Rabat – Fitch, an American rating agency, affirmed Morocco’s Long-Term Foreign-Currency Issuer Default Rating (IDR) rating at “BB+,” reflecting the country’s ability to meet its long-term fiscal responsibilities.
In a recent report, Fitch argues that Morocco’s stable economic outlook is supported by a “record of sound macroeconomic policies” that underpin its resilience to shocks.
The country’s strong official creditor support and comfortable liquidity buffers are also among the factors supporting its robust economy.
Morocco’s economy, however, suffers from lower-than-peer development and governance indicators, and high budget deficit and public debt. Morocco’s economy is equally highly exposed to adverse weather conditions.
Regarding the economic impact of the deadly September earthquake that claimed nearly 3,000 lives, Fitch forecast that its impact will be limited to 2023.
The report argues that the hardest-hit areas do not hold key industrial activities such as car manufacturing facilities.
The report further adds that earthquakes could have a negative impact on the post-COVID recovery of the tourism sector. However, the sector’s receipts have already reached above pre-pandemic levels.
Government spending in Morocco will continue to be high, the Fitch report shows. The American rating agency predicts that a central government (CG) deficit is set to reach 5% of GDP in 2023, down from 5.2% in 2022.
The reconstruction cost is also a significant challenge facing the country’s economy.
Reconstruction efforts will coincide with the start of a cash transfer program benefiting vulnerable households. The program aims to phase out costly subsidies (butane gas, sugar, wheat) estimated at 2.2% of GDP in 2023, down from 3.1% in 2022.

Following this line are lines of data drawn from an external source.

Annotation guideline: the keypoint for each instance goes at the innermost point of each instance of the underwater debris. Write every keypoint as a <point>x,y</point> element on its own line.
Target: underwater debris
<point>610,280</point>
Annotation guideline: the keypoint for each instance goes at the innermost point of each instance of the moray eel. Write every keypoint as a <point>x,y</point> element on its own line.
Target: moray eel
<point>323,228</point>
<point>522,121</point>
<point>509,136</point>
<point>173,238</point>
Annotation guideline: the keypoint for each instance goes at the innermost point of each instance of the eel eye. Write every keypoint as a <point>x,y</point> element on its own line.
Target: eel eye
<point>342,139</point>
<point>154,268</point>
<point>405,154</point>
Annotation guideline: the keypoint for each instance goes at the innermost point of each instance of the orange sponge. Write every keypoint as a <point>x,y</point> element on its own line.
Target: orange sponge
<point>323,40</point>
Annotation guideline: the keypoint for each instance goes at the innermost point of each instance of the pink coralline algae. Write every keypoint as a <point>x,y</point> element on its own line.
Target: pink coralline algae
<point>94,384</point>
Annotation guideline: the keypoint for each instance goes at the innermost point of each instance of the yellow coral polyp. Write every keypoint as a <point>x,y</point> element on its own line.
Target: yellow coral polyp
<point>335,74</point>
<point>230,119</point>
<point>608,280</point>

The report argues that construction efforts could increase the challenges to the implementation of the New Model of Development, which aims to increase social spending by 4% of GDP by 2025 to improve education and health and expand social benefits.

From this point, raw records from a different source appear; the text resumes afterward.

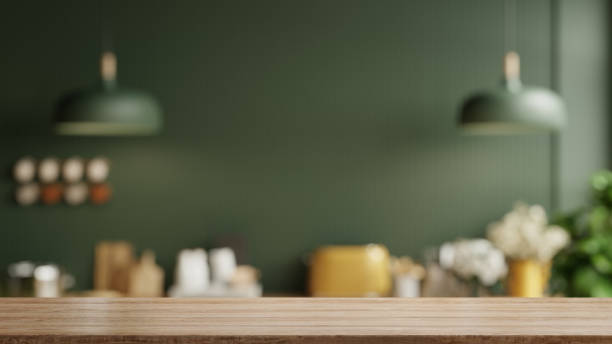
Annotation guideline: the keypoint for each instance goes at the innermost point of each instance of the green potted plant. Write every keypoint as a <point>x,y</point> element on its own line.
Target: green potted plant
<point>585,267</point>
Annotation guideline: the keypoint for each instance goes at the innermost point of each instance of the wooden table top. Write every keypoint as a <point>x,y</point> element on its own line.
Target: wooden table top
<point>306,320</point>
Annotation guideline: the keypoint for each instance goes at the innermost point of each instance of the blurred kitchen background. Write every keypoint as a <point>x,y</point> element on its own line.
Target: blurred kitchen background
<point>294,125</point>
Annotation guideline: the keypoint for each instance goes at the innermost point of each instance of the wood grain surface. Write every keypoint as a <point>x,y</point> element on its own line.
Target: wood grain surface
<point>305,320</point>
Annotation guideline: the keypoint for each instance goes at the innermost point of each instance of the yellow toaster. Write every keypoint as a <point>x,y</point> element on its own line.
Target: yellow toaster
<point>350,271</point>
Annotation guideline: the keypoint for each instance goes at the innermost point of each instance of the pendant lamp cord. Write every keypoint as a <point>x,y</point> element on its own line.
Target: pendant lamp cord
<point>106,34</point>
<point>510,26</point>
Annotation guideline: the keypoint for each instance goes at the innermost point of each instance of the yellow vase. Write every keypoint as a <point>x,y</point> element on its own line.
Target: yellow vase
<point>528,278</point>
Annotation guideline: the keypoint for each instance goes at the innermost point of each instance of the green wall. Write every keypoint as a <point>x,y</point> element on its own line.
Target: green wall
<point>294,124</point>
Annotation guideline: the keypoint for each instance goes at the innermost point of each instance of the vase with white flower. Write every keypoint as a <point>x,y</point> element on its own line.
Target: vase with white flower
<point>475,261</point>
<point>529,243</point>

Fitch maintains that the country’s financing flexibility is supported by access to a large domestic investor base and strong official creditor support, which would help finance reconstruction-related costs and higher borrowing requirements.
Concerning economic growth, Fitch projects that a real GDP of 2.7% in 2023, triggered by a recovery in agriculture, and reconstruction efforts may provide a boost to economic growth in 2024 and 2025.
Growth is expected to reach 3.2% and 3.3% respectively in those years, due to infrastructure spending, strong industrial performances, and recovery in domestic consumption.
Morocco’s growth remains vulnerable to rainfall and its effect on agriculture yield.
Moreover, worsening global economic developments, increasing commodity price volatility and feeding inflationary pressures, as well as a slowdown in the eurozone are downside risks to the growth outlook.